É habitual que as eliminatórias tenham na torcida a presença de amigos e familiares de cada compositor e intérprete, mas durante a final, somam-se a eles o público que chega para dançar ao som de um bolero, do carimbó e do zouk (há um finalista do gênero) ou ter uma noite a dois curtindo baladas, música popular paraense e tantos outros gêneros românticos, com letras que são verdadeiros poemas.
Não será diferente dia 19, na Assembleia Paraense, quando serão conhecidos os grandes vencedores da 7ªedição do festival. A noite ainda terá a gravação de um CD e um DVD, parte do prêmio aos 12 finalistas.
“Eu estou apaixonada pelo evento, é a primeira vez que venho e gostei muito. Minha torcida já é para a Juliana Franco”, comentava a servidora pública Helena Pinheiro, 49, acompanhada do advogado Andrei Cardoso, 44, durante as eliminatórias. “Todas as músicas foram muito boas, com bons intérpretes, mas ‘Ofegante’ foi a mais bonita”, ele opina.
Assim como Helena, muitas pessoas viam o festival pela primeira vez, como o casal Charles Estand e Sheila Araújo. “Quem soube do evento foi a minha esposa, que acompanhou nas mídias e me informou. A proposta do festival é muito boa, é um incentivo à música local e um espaço para muitos poderem mostrar o seu trabalho, ganhar reconhecimento do público e de crítica, eu acho que é superimportante e pretendo acompanhar mais edições”, comenta Charles Estand.
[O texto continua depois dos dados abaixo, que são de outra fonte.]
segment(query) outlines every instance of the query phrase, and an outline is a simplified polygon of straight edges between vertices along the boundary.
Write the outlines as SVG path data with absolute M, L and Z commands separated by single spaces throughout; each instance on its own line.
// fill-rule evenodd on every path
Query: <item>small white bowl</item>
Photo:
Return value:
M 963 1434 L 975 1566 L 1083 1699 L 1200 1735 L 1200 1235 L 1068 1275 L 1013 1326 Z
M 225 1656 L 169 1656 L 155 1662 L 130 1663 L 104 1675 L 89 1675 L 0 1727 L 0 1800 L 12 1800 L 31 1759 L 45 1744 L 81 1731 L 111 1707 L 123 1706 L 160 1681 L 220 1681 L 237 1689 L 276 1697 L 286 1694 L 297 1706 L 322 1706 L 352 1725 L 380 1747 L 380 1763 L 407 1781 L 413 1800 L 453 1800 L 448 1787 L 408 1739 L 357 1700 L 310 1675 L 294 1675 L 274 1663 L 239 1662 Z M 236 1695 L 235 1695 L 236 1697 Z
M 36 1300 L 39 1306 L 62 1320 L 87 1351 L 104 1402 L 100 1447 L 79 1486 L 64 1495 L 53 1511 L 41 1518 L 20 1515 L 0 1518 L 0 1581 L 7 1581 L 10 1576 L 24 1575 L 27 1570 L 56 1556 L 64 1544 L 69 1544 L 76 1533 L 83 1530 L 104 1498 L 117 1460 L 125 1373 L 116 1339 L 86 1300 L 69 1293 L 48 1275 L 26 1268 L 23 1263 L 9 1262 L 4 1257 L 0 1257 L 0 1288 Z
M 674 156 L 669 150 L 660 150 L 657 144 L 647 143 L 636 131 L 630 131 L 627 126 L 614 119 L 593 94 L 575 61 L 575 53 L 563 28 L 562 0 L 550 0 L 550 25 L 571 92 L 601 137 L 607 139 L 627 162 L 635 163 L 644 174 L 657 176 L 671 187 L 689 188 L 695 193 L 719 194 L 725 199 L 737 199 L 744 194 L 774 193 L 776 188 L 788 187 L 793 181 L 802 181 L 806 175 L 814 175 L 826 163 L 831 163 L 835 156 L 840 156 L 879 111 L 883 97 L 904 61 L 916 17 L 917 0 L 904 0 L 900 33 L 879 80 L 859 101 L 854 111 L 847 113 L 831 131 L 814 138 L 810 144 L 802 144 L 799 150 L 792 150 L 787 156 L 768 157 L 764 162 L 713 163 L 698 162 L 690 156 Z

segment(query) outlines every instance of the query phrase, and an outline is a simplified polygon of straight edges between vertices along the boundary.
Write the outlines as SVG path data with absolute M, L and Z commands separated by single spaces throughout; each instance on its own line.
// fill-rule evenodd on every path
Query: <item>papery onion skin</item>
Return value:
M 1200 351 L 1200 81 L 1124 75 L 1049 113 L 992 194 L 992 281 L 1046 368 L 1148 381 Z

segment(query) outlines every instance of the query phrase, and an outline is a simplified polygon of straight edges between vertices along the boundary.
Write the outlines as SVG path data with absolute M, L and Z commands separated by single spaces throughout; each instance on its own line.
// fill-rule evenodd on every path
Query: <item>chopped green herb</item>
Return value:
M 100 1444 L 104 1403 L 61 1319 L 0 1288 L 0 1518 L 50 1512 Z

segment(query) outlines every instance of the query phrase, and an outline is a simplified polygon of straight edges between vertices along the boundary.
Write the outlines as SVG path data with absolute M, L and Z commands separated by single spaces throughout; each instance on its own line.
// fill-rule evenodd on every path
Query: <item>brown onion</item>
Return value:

Entre os amigos que comparecem à festa, sempre estão muitos músicos, que não competem, mas acompanham, ouvem novas vozes, e já planejam até parcerias posteriores ao evento. “Maravilhoso! Pela qualidade técnica, pelas letras, intérpretes. Eu gostei do bolero que a Andrea [Pinheiro] cantou, da apresentação da Juliana [Franco], é difícil escolher”, diz o multi-instrumentista Paulinho Moura, junto a outros músicos, espiando tudo à distância e fazendo suas avaliações. Logo na frente, nas primeiras mesas, torcida com faixa e camisetas personalizadas, uma festa só.